Maximal hypersurfaces and other nonlinear geometric problems

Abstract

In Minkowski spacetime, there is a one-to-one correspondence between inertial observers, Lorentz boosts, and entire spacelike maximal hypersurfaces – namely, those with vanishing mean curvature – established by the renowned Cheng–Yau Bernstein-type theorem. Some years after proving the existence of maximal hypersurfaces in asymptotically flat spacetimes in 1984, Bartnik raised the question of whether a similar correspondence exists in non-flat spacetimes. As a main result of the thesis, we address a first step in this direction. We demonstrate the existence and discuss properties of an entire maximal hypersurface approaching a coordinate-dependent boost in the asymptotically flat ends of the maximally extended Schwarzschild spacetime. Analytically, this consists of finding complete, non-compact solutions with specific prescribed asymptotics to the maximal surface equation, a geometric quasilinear elliptic partial differential equation. We first construct suitable coordinate-dependent boosted hypersurfaces admitting barriers at the asymptotically flat ends, building on the work of Meyers and Bartnik–Chruściel–O'Murchadha. In addition, to apply some of Bartnik’s main results, we introduce a new time function in the maximally extended Schwarzschild spacetime. Notably, this is a Cauchy time function. Moreover, we show that a relaxed version of Bartnik’s uniform interior conditions is satisfied with our choice of time function, employing both the crushing nature of the Schwarzschild singularity and a proof of monotonicity for the relevant geometric quantities involved. As a consequence of the above construction, we can generate a foliation of maximal hypersurfaces in exterior Schwarzschild, corresponding to a geometric choice of time function associated with any boost parameter.

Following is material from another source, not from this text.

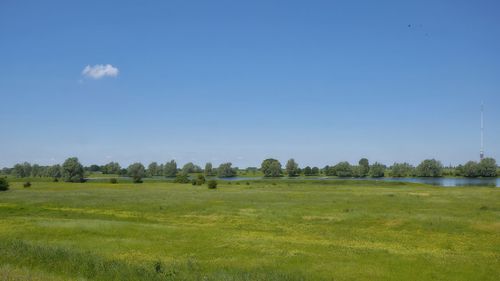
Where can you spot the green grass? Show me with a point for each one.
(267, 230)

This thesis also comprises three additional articles co-authored with collaborators, reproduced in their original form as published papers or arXiv preprints. The first two concern the renowned black hole and equipotential photon surface uniqueness theorems in asymptotically flat spacetimes: the former tackles the problem in electrovacuum and four dimensions, employing techniques inspired by the works of Agostiniani–Mazzieri; the latter establishes the result in vacuum and generalizes to any dimension the method by Robinson. The final article addresses the classification of ancient solutions to fully nonlinear flows under natural conditions on the speed, showing that every convex, non-collapsing, uniformly 2-convex, ancient, noncompact solution is either a self-similar shrinking cylinder or a rotationally symmetric translating soliton.